As the Pakistan-India talks stalled yet again, no one is really surprised. After all, this was on the cards ever since Mr Modi took office. Diplomat level talks were called off by the Indian Foreign Ministry just days before they were scheduled to commence, after the Pakistani diplomat met with leaders of the Hurriyat Conference in Kashmir. Interestingly, this was not the first time the Pakistani leadership has met with the Hurriyat; it has become Pakistan’s standard practice to consult the Hurriyat stakeholder before any major talks with India. This fact is well known in India and accepted in previous talks. Calling off a fledgling peace process on the basis of imagined provocations betray the dubious intentions behind the public invitation to talk.

It’s said that a good compromise leaves both sides unhappy. Both sides will have to swallow some bitter pills and let go of some cherished beliefs for there to be a meaningful conclusion to the Kashmiri quagmire. Sticking to ones guns is not negotiation. Both will have to move past slights, provocations, internal dissent at home and self interest to genuinely seek a solution.
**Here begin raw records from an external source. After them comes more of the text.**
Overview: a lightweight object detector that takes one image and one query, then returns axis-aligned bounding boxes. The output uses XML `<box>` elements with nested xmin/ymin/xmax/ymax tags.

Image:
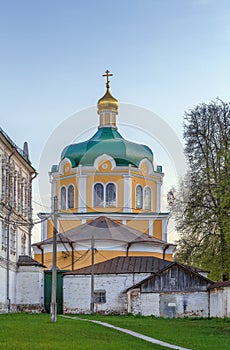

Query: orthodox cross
<box><xmin>102</xmin><ymin>69</ymin><xmax>113</xmax><ymax>88</ymax></box>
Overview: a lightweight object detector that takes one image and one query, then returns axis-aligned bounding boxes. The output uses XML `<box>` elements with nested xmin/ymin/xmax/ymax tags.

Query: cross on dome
<box><xmin>102</xmin><ymin>70</ymin><xmax>113</xmax><ymax>89</ymax></box>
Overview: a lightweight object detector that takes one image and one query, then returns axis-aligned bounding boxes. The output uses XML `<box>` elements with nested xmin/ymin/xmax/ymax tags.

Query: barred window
<box><xmin>94</xmin><ymin>290</ymin><xmax>106</xmax><ymax>304</ymax></box>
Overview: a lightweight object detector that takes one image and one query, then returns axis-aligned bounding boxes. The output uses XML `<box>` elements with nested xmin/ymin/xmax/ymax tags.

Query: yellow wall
<box><xmin>59</xmin><ymin>220</ymin><xmax>82</xmax><ymax>233</ymax></box>
<box><xmin>86</xmin><ymin>174</ymin><xmax>124</xmax><ymax>211</ymax></box>
<box><xmin>154</xmin><ymin>220</ymin><xmax>162</xmax><ymax>240</ymax></box>
<box><xmin>126</xmin><ymin>219</ymin><xmax>149</xmax><ymax>234</ymax></box>
<box><xmin>34</xmin><ymin>249</ymin><xmax>173</xmax><ymax>271</ymax></box>
<box><xmin>131</xmin><ymin>177</ymin><xmax>156</xmax><ymax>212</ymax></box>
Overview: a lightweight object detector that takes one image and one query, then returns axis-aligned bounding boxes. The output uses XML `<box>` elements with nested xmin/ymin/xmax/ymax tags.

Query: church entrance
<box><xmin>44</xmin><ymin>270</ymin><xmax>69</xmax><ymax>314</ymax></box>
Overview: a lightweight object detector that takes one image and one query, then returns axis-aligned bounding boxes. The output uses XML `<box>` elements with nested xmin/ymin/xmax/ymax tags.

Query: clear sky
<box><xmin>1</xmin><ymin>0</ymin><xmax>230</xmax><ymax>240</ymax></box>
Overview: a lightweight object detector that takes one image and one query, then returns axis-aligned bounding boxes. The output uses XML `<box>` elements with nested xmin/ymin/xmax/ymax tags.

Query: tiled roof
<box><xmin>64</xmin><ymin>256</ymin><xmax>172</xmax><ymax>275</ymax></box>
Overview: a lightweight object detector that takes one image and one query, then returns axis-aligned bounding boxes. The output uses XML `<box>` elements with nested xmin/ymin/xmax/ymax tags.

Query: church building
<box><xmin>33</xmin><ymin>71</ymin><xmax>176</xmax><ymax>270</ymax></box>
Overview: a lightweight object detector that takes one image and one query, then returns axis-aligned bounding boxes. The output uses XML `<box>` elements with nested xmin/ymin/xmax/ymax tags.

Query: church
<box><xmin>33</xmin><ymin>71</ymin><xmax>176</xmax><ymax>270</ymax></box>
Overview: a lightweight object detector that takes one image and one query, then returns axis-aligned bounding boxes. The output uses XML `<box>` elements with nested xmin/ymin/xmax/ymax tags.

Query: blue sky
<box><xmin>1</xmin><ymin>0</ymin><xmax>230</xmax><ymax>169</ymax></box>
<box><xmin>1</xmin><ymin>0</ymin><xmax>229</xmax><ymax>241</ymax></box>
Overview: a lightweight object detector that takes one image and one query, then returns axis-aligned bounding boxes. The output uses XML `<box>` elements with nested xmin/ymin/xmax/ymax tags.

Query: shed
<box><xmin>126</xmin><ymin>262</ymin><xmax>213</xmax><ymax>318</ymax></box>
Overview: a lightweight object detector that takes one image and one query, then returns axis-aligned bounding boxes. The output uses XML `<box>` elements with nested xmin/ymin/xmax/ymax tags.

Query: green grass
<box><xmin>79</xmin><ymin>314</ymin><xmax>230</xmax><ymax>350</ymax></box>
<box><xmin>0</xmin><ymin>313</ymin><xmax>229</xmax><ymax>350</ymax></box>
<box><xmin>0</xmin><ymin>313</ymin><xmax>169</xmax><ymax>350</ymax></box>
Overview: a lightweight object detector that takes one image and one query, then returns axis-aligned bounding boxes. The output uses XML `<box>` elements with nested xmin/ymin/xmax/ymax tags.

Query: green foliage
<box><xmin>168</xmin><ymin>99</ymin><xmax>230</xmax><ymax>281</ymax></box>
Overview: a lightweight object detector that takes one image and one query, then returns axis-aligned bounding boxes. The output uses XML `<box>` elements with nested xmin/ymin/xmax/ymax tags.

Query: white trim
<box><xmin>162</xmin><ymin>217</ymin><xmax>168</xmax><ymax>242</ymax></box>
<box><xmin>156</xmin><ymin>181</ymin><xmax>161</xmax><ymax>212</ymax></box>
<box><xmin>78</xmin><ymin>175</ymin><xmax>87</xmax><ymax>213</ymax></box>
<box><xmin>67</xmin><ymin>183</ymin><xmax>75</xmax><ymax>209</ymax></box>
<box><xmin>123</xmin><ymin>175</ymin><xmax>132</xmax><ymax>213</ymax></box>
<box><xmin>58</xmin><ymin>158</ymin><xmax>72</xmax><ymax>175</ymax></box>
<box><xmin>94</xmin><ymin>154</ymin><xmax>116</xmax><ymax>171</ymax></box>
<box><xmin>42</xmin><ymin>220</ymin><xmax>48</xmax><ymax>241</ymax></box>
<box><xmin>149</xmin><ymin>219</ymin><xmax>153</xmax><ymax>237</ymax></box>
<box><xmin>139</xmin><ymin>158</ymin><xmax>154</xmax><ymax>175</ymax></box>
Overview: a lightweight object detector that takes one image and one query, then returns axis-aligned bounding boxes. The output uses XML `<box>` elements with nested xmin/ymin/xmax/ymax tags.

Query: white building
<box><xmin>0</xmin><ymin>128</ymin><xmax>38</xmax><ymax>312</ymax></box>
After what seemed like a promising start at the inauguration, Mr Modi drew first blood when he gave carefully constructed incendiary statements in the highly sensitive region of Kashmir, while addressing troops. Once the waters have been muddied, his defense minister toured the line of control (LOC) and there has been an upshot in ceasefire violations from both sides. Having ridden a wave of Hindu nationalism and anti-Pakistan rhetoric to office, it seems that Mr Modi is more interested in appeasing the hardliners back at home than promoting dialogue.

For a leader who promised to ‘talk to Pakistan in its own language’ softening his stance on Pakistan is impossible. With the world watching both sides will not back down from their demands. The only hope is that Modi’s rigid nationalism is not an impediment in back-channel talks, where his voters won’t be watching.